The key concept in Verta for model deployment is an Endpoint. An endpoint is a URL where a deployed model becomes available for use. Deploying a model is therefore a 2-step process:
Create an endpoint
Update the endpoint with a model
We'll look at these in turn.
Users can create an endpoint using
Client.create_endpoint() as follows:
endpoint = client.create_endpoint(path="/some-path")
Once an endpoint has been created, we update the endpoint with a deployed model. Verta supports two common paths to deploy models:
Deploy a Registered Model Version
Deploy Experiment Run (typically for testing)
The Verta Model Registry is a staging area for models that are to be deployed into production. As a result, deploying Registered Model Versions is the recommended way for deploying models in a production setting.

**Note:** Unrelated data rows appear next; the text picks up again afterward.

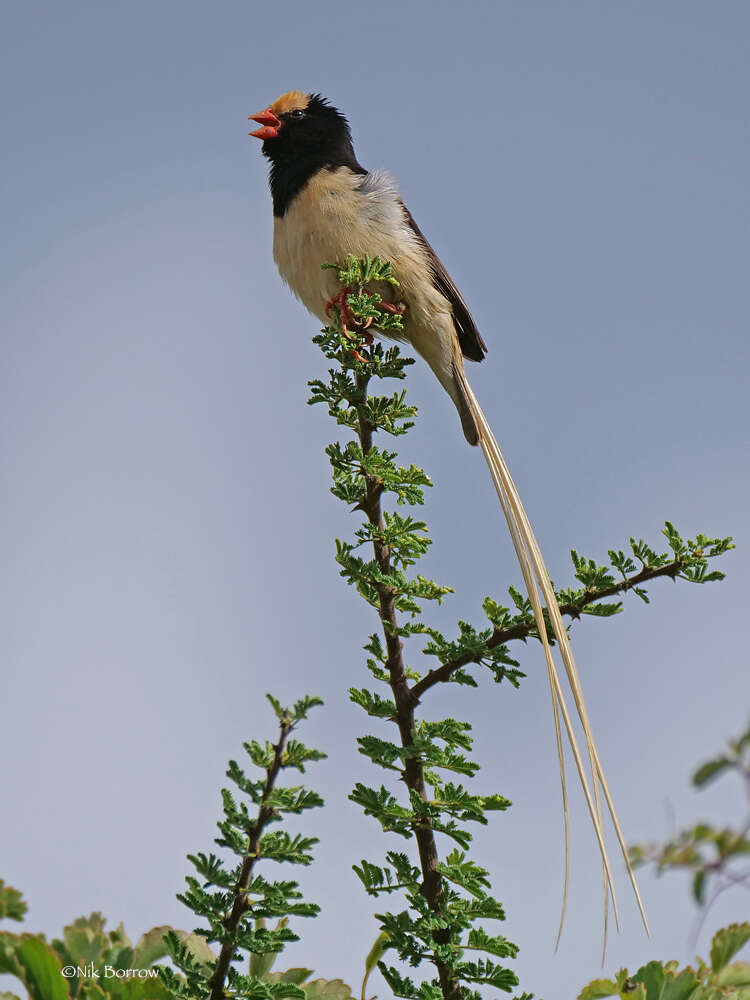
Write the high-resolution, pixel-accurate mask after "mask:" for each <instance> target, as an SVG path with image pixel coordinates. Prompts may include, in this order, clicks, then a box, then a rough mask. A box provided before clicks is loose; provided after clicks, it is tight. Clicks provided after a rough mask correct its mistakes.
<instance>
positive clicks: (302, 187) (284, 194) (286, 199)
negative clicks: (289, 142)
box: [269, 146, 367, 218]
mask: <svg viewBox="0 0 750 1000" xmlns="http://www.w3.org/2000/svg"><path fill="white" fill-rule="evenodd" d="M336 167H348V168H349V169H350V170H351V171H353V172H354V173H355V174H366V173H367V171H366V170H365V168H364V167H363V166H361V165H360V164H359V163H358V162H357V158H356V156H355V155H354V150H353V149H352V148H351V146H349V150H348V151H346V150H342V151H341V152H340V153H339V155H333V156H332V155H331V153H330V152H328V153H326V154H321V153H311V154H309V155H308V156H303V157H296V158H294V159H289V160H286V159H281V160H279V161H276V162H274V161H272V164H271V172H270V175H269V183H270V185H271V198H272V200H273V214H274V216H277V217H279V218H281V216H283V215H286V213H287V210H288V208H289V206H290V205H291V203H292V202H293V201H294V199H295V198H296V197H297V195H298V194H299V193H300V191H301V190H302V189H303V188H304V187H305V185H306V184H307V182H308V181H309V180H310V178H311V177H313V176H314V175H315V174H317V173H318V171H319V170H324V169H327V170H335V169H336Z"/></svg>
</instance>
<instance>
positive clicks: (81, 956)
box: [63, 913, 109, 965]
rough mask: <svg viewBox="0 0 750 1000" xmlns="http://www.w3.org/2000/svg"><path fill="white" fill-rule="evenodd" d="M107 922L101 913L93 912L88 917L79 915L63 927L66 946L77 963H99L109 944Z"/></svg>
mask: <svg viewBox="0 0 750 1000" xmlns="http://www.w3.org/2000/svg"><path fill="white" fill-rule="evenodd" d="M105 924H106V920H105V919H104V917H103V916H102V915H101V913H92V914H91V915H90V916H88V917H78V919H77V920H74V921H73V923H72V924H68V925H67V927H64V928H63V942H64V944H65V948H66V949H67V952H68V954H69V955H70V956H71V958H72V959H73V961H74V963H75V964H76V965H86V964H87V963H88V962H94V963H95V964H98V963H99V959H100V958H101V956H102V954H103V953H104V951H105V950H106V948H107V945H108V944H109V939H108V937H107V934H106V933H105V930H104V925H105Z"/></svg>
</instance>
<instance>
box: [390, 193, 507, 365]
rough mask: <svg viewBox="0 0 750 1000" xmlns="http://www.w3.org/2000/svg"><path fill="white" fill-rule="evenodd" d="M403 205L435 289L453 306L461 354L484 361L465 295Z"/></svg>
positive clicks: (468, 357)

To update an endpoint, use the
update method with a model version. The
wait=True parameter indicates that the call should not return until the update has been successfully applied.

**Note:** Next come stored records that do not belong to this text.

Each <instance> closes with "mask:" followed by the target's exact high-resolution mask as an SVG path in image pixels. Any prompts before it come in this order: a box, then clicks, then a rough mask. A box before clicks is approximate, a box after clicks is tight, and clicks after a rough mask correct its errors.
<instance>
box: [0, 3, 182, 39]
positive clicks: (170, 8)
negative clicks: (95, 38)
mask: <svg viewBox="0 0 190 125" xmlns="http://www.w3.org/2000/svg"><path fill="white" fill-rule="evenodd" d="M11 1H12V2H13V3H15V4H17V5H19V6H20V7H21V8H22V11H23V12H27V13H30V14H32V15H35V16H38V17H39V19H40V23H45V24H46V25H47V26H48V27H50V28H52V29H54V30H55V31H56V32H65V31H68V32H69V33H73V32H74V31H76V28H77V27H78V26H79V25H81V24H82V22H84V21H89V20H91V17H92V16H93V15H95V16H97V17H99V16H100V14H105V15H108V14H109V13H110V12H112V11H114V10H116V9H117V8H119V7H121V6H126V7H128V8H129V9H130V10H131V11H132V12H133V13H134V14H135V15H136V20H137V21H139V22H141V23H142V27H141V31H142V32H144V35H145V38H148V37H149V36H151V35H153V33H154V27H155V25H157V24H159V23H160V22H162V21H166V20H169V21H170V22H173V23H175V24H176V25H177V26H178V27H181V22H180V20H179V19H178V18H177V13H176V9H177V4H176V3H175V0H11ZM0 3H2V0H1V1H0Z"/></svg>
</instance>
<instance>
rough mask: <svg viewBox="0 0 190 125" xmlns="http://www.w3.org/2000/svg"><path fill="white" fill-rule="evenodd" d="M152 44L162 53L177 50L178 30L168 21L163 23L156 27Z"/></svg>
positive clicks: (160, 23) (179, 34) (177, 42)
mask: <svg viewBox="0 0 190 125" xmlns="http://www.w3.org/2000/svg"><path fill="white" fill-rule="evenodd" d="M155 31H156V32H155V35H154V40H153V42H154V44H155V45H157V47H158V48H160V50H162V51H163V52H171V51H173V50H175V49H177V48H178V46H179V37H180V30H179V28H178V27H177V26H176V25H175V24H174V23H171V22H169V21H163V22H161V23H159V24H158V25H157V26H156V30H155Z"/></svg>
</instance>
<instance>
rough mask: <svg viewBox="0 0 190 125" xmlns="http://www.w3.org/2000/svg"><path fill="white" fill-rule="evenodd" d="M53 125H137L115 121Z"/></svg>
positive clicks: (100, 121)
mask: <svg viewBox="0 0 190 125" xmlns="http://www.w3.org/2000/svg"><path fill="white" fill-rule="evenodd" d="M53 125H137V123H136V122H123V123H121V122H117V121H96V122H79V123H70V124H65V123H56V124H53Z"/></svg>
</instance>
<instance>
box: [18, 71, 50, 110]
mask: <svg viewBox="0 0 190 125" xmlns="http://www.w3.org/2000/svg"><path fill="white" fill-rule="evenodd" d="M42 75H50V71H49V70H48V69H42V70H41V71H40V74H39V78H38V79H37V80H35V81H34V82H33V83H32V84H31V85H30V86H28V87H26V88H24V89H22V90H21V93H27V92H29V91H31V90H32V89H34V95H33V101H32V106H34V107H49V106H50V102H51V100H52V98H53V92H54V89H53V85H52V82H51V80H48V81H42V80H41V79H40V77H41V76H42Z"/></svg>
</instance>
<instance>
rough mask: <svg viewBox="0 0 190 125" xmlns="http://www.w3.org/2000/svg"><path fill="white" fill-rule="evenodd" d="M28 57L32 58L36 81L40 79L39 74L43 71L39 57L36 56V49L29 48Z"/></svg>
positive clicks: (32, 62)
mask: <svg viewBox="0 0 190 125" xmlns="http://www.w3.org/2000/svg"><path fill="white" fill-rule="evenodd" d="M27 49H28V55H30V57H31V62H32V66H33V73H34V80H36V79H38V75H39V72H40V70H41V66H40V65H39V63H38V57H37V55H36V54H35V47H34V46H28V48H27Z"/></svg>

Once an endpoint has finished updating, you can make REST calls to the endpoint via your language of choice. The Verta Python library provides convenience functions to enable making predictions against the endpoint.
deployed_model = endpoint.get_deployed_model()deployed_model.predict(some_test_input)
While deployment functionality similar to RMVs is available for deploying Experiment Runs, it does not have the same safeguards as deploying RMVs. So Experiment Run deployment is only recommended in interactive testing scenarios.